The CCAC doesn’t seem to put much stock in the advice from Ricky’s physician. Dr. John Kindle, wrote the agency, saying “it would be prudent to provide a nurse for respite care.” The CCAC is basing Ricky’s needs on its own assessment.

Kim Peterson, CCAC’s vice-president of client services, could not discuss Ricky’s case, but says nurses train and supervise personal support workers before they are allowed to work alone with a patient requiring special care. As well, other support workers are trained for the same patient in order to provide an immediate replacement if necessary.

Support workers and nurses are hired under contract from eight agencies in Eastern Ontario. While nurses are paid considerably more than support workers, Peterson says wages play no part in deciding what level of home care a client receives. Peterson also says the CCAC is not facing any deficit problems, as it did earlier this year, and a shortage of nurses does not exist, as Nadira says she was led to believe.

But the Kings’ experience with personal support workers since 2008 does not give the couple much confidence that care will be better. They say the support workers were only performing their basic chores in the past and, many times, they were doing those inadequately. They shudder at the thought at what a support worker, with just a few weeks extra training, would do if an emergency arose with Ricky. The Kings say they will end up doing what they did with previous support workers — not leave their house.

They also say absenteeism was high in the past, replacements weren’t provided and some were simply too nervous to watch over Ricky because of his frail condition. There was even a nurse who quit coming to their home for that reason, Nadira recalls.
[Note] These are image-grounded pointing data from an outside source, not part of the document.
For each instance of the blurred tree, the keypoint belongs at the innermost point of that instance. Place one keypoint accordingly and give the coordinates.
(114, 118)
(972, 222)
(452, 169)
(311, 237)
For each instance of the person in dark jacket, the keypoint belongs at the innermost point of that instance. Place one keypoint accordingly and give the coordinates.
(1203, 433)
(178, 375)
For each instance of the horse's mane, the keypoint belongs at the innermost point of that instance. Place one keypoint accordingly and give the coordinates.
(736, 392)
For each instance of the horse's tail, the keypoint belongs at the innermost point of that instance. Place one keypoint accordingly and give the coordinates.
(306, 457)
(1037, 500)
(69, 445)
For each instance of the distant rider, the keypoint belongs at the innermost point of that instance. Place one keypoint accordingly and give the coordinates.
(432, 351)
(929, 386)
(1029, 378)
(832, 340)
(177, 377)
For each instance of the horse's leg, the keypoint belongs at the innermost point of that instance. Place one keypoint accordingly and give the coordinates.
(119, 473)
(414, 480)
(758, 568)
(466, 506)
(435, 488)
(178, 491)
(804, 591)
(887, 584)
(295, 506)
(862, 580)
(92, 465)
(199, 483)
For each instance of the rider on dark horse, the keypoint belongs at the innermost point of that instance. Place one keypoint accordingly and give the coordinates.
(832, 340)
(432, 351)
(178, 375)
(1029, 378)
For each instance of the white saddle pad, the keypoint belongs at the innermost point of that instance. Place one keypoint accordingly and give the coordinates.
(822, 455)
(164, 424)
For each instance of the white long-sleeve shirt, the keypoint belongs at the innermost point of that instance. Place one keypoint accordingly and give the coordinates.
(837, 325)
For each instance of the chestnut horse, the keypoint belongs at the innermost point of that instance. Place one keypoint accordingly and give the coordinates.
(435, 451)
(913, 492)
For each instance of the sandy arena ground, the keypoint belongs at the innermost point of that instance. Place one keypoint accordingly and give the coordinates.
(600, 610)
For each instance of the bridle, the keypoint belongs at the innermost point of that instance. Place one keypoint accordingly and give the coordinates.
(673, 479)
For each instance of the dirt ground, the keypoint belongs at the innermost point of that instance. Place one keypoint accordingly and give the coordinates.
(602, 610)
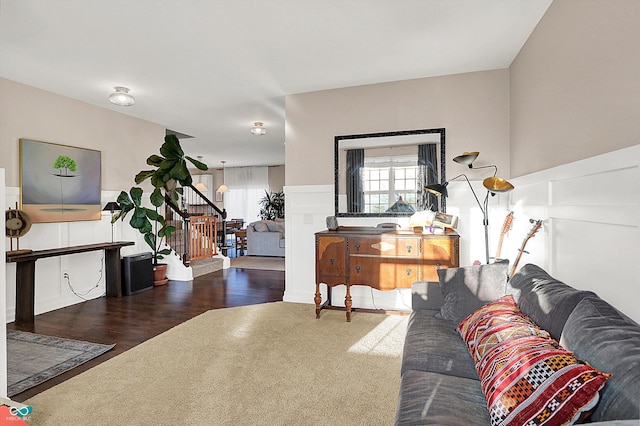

The CCAC offer has upset neighbour Eileen Klyszejko, who recently started a petition on behalf of the Kings, to pressure the agency into providing the family with a nurse. “In Ricky’s case,” the petition says, “the help that is needed to allow his parents to continue caring for their son in his home is a fraction of the cost of institutional care to the government, but the proper help is just not forthcoming.”

Says Dr. Kindle in his letter to the CCAC: “Ricky is a very complex care case … It has been impossible for (the Kings) to have confidence in respite care that is not provided by adequately trained personnel because they have seen for themselves how quickly Ricky can run into problems.”